I a, honestly not sure how to start this entry. My head is bombarded with decisions and doubts that I have to attend to. The heaviness of these thoughts is making my heart sink slowly. *sigh*
Last month, I tried doing Cibo’s SpinaciZola. I fell in love with it so much that I wanted to try it on my own. To my delight, it came out of the oven just as flavorful and how I wanted it to be. It’s definitely one of the easiest things I’ve done in the kitchen!
Everyone that tried the spinach dip said they loved it!! This is definitely a hit! Perfect for when we have people over.
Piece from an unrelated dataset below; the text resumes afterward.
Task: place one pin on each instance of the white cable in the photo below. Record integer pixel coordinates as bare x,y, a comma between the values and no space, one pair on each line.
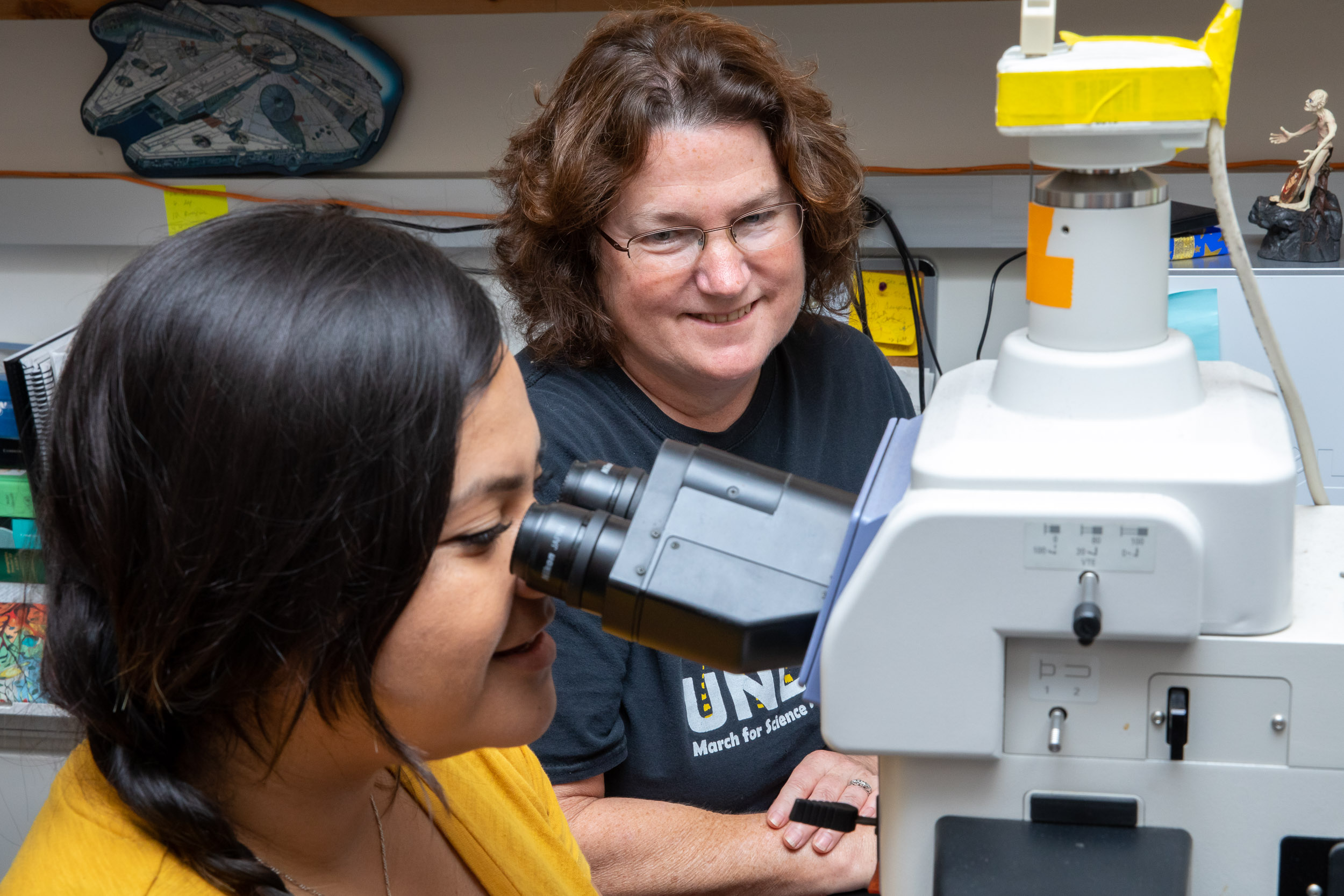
1250,288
Feel free to tweak the quantity of each ingredient depending on your preference.
1 tbsp Garlic
Butter & Flour for Roux (about 1 tbsp)
2 cups skim milk
1/4 cup gorgonzola
1/2 cup cream cheese
1/2 cup parmesan cheese
2 handfuls of spinach
- Pre-heat oven to 375F
- Saute onion and garlic.
- Add a tbsp of roux (I like to do this before I add the liquid to make sure there will be no lumps. It’s also easier to adjust when you do it this way, you can just add more after the milk OR add more milk if it gets too thick.)
- Pour skim milk and let it boil for 1-2 minutes.
- Add all cheese and stir until melted.
- Add spinach and let simmer for 3-4 minutes.
- Add more parmesan cheese on top and put it in the oven until top becomes golden brown.
I incorporated 3 kinds of cheese for this recipe – gorgonzola, parmesan and cream cheese. Instead of using cream, I used skim milk and thickened it with roux instead. I did not want to feel super guilty after eating this! lol
I love how spinach and cheese go well together! 🙂
Spinach (Life). 3 kinds of cheese (situations). How can I even put these in a sentence? I am mentally and physically drained already 🙁
1. Gorgonzola – This is the heaviest decision that I have to make. Stage 1 has already been accomplished and I don’t know if I did the right thing. I found myself the day after, which is today doubting if I chose the right medium for my dream. I know all my worries will turn around with His guidance. Maybe, my frustration of knowing “when” and “where” lead me to this – over-thinking, over-worrying, over-over-over!
2. Parmesan – Slowly, I am being corrupted with thoughts of ending another chapter in my life. Most of the time I feel like I am taking this blessing for granted for thinking in such way, but like what most of us say – don’t do things that don’t make you happy. That is my driving force in starting and living another chapter before everything changes.
3. Cream cheese – Knowing that you’ve hurt someone is also painful. Leaving and rejection go hand in hand. I’ve been rejected by someone before, and it was the worst feeling that I’ve ever had in my 20 years of existence. I can’t say that it is okay for me to leave someone and reject him, BUT its a decision that I had to make. It’s not easy to turn around things for someone. Most of the time I find myself saying hurtful words that I don’t want to say but had to. This situation is turning me into an evil monster and I don’t like it.
It is a hot sunny afternoon. I feel like my life is being baked like a Spinach dip. Waiting for the right time to be gratinated. Waiting and yearning.